An Absurd Claim That Oil Is Being "Dumped" Here
August 5, 1999
The Commerce Department is scheduled to hear complaints from 12 independent oil producers that Saudi Arabia, Mexico, Iraq and Venezuela are selling oil in the U.S. for less than what they spend to produce it. Serious economists say the charge should be laughed off the department's docket.
But they fear it won't. That's because anti-dumping laws are so stacked in favor of domestic companies that government agencies in charge of adjudicating trade cases almost always side against foreigners. "When it comes to dumping, economically ludicrous cases prevail all the time," says Philip K. Verleger, an economist for the Brattle Group of consultants.
Here's what makes the charge of oil-dumping ludicrous to economists:
- Since oil is priced in a world market, a producer could never hope to recoup his losses from selling below cost because he could never raise his prices to above-market levels to recoup those losses in the future.
- Since the oil market is world-wide, a tax slapped on four countries would only rearrange oil export-import patterns -- not affecting supplies and prices over all.

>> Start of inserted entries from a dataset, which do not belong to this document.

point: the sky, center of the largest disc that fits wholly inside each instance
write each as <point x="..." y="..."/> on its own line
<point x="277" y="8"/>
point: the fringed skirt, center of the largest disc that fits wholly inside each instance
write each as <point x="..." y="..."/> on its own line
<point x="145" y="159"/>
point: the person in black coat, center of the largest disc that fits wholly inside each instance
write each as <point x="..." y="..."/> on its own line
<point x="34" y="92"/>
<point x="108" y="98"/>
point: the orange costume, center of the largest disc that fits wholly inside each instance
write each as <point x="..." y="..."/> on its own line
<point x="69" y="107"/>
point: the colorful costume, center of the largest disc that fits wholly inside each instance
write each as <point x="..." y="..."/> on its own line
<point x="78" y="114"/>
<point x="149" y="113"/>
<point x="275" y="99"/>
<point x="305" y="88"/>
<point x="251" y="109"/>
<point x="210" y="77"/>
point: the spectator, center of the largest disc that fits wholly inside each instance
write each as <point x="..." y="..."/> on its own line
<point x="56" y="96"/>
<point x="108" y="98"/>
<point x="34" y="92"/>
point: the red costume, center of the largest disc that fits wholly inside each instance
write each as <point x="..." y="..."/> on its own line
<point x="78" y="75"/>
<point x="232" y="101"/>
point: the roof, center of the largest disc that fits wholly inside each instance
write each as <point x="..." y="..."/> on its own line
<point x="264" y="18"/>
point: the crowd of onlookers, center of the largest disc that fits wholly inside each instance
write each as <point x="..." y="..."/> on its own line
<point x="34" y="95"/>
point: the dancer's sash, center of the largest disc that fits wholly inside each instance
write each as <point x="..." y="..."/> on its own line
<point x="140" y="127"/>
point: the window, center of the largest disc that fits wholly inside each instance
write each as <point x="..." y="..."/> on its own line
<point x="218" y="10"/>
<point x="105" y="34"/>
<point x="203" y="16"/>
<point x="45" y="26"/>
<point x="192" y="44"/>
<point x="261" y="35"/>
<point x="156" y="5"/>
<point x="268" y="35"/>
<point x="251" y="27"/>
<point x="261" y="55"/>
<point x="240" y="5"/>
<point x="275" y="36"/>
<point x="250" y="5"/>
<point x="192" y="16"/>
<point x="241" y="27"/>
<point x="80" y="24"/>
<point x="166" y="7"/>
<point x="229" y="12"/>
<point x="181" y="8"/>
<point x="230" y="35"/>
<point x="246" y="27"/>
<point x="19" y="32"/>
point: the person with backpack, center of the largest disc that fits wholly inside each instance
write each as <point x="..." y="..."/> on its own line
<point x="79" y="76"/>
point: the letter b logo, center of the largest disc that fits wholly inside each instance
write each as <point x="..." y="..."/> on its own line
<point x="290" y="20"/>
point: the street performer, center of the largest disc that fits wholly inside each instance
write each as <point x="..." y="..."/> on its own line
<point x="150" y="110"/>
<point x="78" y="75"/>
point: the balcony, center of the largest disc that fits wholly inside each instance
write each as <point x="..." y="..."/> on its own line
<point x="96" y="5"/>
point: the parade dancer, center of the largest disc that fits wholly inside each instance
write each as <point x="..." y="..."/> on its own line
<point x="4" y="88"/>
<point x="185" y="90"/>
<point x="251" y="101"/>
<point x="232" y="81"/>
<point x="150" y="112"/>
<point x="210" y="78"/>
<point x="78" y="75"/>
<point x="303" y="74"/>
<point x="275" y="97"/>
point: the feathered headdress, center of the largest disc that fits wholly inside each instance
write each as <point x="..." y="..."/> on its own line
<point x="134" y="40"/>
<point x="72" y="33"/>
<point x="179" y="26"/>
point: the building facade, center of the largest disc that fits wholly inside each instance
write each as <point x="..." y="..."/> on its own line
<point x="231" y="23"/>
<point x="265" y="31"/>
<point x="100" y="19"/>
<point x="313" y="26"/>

- Saudi Arabia spends only about $1.50 to produce a barrel of oil that sells for about $15, putting to flight the charge it is losing money.
- Selling below costs is sometimes cited as a tactic to drive a competitor out of business -- but the U.S. oil industry need not worry.
It is a common practice and perfectly legal for U.S. companies during times of economic slack to cut prices so as to generate enough cash to cover their operating expenses, even if they lose money temporarily. But when a foreign company does so and sells over here, it violates U.S. anti-dumping laws.
Political observers point out that the last thing presidential candidate Al Gore needs is for an administration department to announce that it doesn't think Americans are paying enough at the gas pump and the home heating depot.